I stand up and I feel that mild, aching joy of the first fish and I look to the long river moss in the crystal gravel channels, streaming and wavering like radio signals.

I return to the bridge and court my soul, gazing into the rapids. The painter appears within the hour, empty-handed. "I want a drink." Trout fishermen express themselves concisely, communing with nature having deprived them of any affection for small talk. Today the painter is both a duck hunter and a trout fisherman so that when he says, "I want a drink," he does so with such simplicity it is like a dog's bark, "IWANTADRINK!" When we have had some drinks, we begin to talk faster and faster with less and less simplicity, frequently interrupting one another.

The painter pours out his origins as an angler on the California streams, fishing the Truckee with revered uncles and cousins. The palmier days in the Golden State were good to anglers who wandered the great drainages from Sierra to Pacific. Now California has gone on to bigger stuff, helping our republic to really pour on the coals. Some of the trout the painter caught were heading for the sea. As a Midwestern angler, I feel the pinch conversationally, and so lay great emphasis on the native brook trout we tracked down in the swampy headwaters of our own cedary and painfully recalled streams.

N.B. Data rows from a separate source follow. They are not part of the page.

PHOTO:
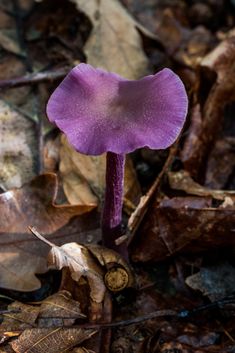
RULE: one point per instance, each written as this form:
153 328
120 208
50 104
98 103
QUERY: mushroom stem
112 211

The thing is this, my trout memories precede my actual sighting of a trout. They go way back to a time when, inflamed to angling by rock bass and perch, I read hunting and fishing magazines and settled upon the trout as the only fish worthy of my ability. Also the broadbill swordfish. I had examined the Rockwell Kent illustrations in my father's copy of Moby Dick. I didn't for the moment see what I could do about the white whale. Among my friends a rumor persisted of giant squid in the Humboldt Current that assaulted cabin cruisers and doused anglers with black ink before sinking a parrotlike beak into their brain pans. Not even this enormity could compete with the trout for my attention, though putting the gaff to a wilderness of tentacles had its appeal for a bloodthirsty child. Finally, I fished for trout in ways other than my fantasy and for many ruinous years haunted Michigan's cheerful trout rivers. Now, here, the painter and I were loath to confess we'd moved family, bag and baggage, to Montana for the sake of, well, not even a mammal.

We walk back, one trying to outremember the other. I can see the sun roosting deep in the aspens and spruce. Chick-weed and wild roses flow down out of the forest carpet around the garden and up the sides of the compost heap. A sleeping bag floats on a clump of laurel, sunning out. You can walk in any direction of the compass from here and sooner or later you will run into a trout. And you see, at some point, that you will keep making that walk.

The Indian summer day ends with an edge; and during that night the temperature falls 40°. In the morning you squint out the kitchen door into a snowfield. The orchard looks like a corsage, and the poles in the corral are snowcapped in stillness. Trout season is over.